Halloween, Thanksgiving, Christmas and Everything In Between – Tip #551

Balancing my life without holidays is a daily challenge.  When you throw in holidays it can often send me over the edge.  I was blessed to have had a childhood filled with happy holiday memories – there would be parties, baking, family board game nights, and lots of laughter.  I want all of this for my children too but am trying desperately not to lose my mind or go bankrupt trying to do it.  As a child I had no idea that this required so much effort, in fact, I don’t think I gave it much thought at all until I was a parent!  Now that I am a parent, have a career and a husband that is now away Sunday night to Friday night, I realize that their holiday accomplishments were nothing short of miraculous!  For the next few months I am sure that all of us are going to be scrambling (even if you have a calm demeanor on the outside it can’t possibly be that way on the inside if you are part of a military family or any family for that matter).  Then add in that we struggle with our finances (like so many of us do) and always end up spending more than we have.  This makes for the perfect ‘stress storm’ which runs the risk of spoiling special occasions and holidays.  Last year I tried a few things to try to combat stress and over spending and they worked so I thought I would share them.

Holiday insanity

Tips:

* Do all holiday shopping in one day (per event).  Buy all Christmas presents in one weekend (it was exhausting but worth it).
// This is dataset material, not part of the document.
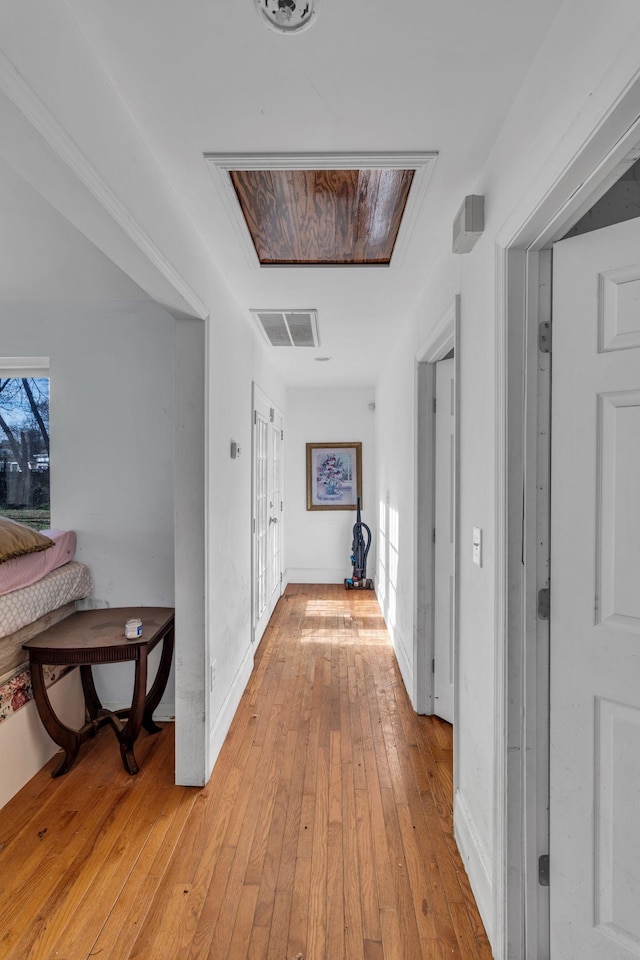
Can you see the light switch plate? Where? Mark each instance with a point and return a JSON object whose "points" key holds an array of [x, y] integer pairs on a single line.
{"points": [[477, 545]]}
What happens is we get things at different times and then pick up more along the way and forget what we have and over spend.

* Get storage buckets for each holiday and only keep what you can fit into the bucket – this makes it easy to get out and easy to put away

* Wrap presents at least three weeks in advance – that means that you can be worry free and enjoy family gatherings

* Make family “To Do” lists and post them on the fridge – this way everyone sees and knows what needs to be done and who you want to do it

* Make ‘Holiday Bucket Lists’ – This will give you a sense of what is important to everyone in your family and prioritize what you all want to do

* User the “Saver” app on your phone.  Put in a budget and track all of your spending.  Stop when it says you stop so that when the holiday is over you are paying for it for months

* Make a “Jib Jab” holiday ecard for everyone – it is quick, easy and gives everyone a good laugh (JibJab.com)

* Do a weekend baking session – tell everyone (that will be helpful) to dedicate a weekend to baking and helping and get all the baking done and out of the way with a lot of helping hands

For me, the key to any holiday success is a lot of organization and planning well in advance.  Once I got into the habit of being better organized and prepared it meant that I could relax and enjoy the holiday more too.  I am not going to pretend that all stress disappears (it doesn’t), that I now stay right on budget (I don’t) or that I don’t have a good old fashioned meltdown at times (I do) but doing these things means I get more than a few seconds to see everyone else enjoying themselves and don’t end the holiday panicked about how we are going to pay for and survive the next one.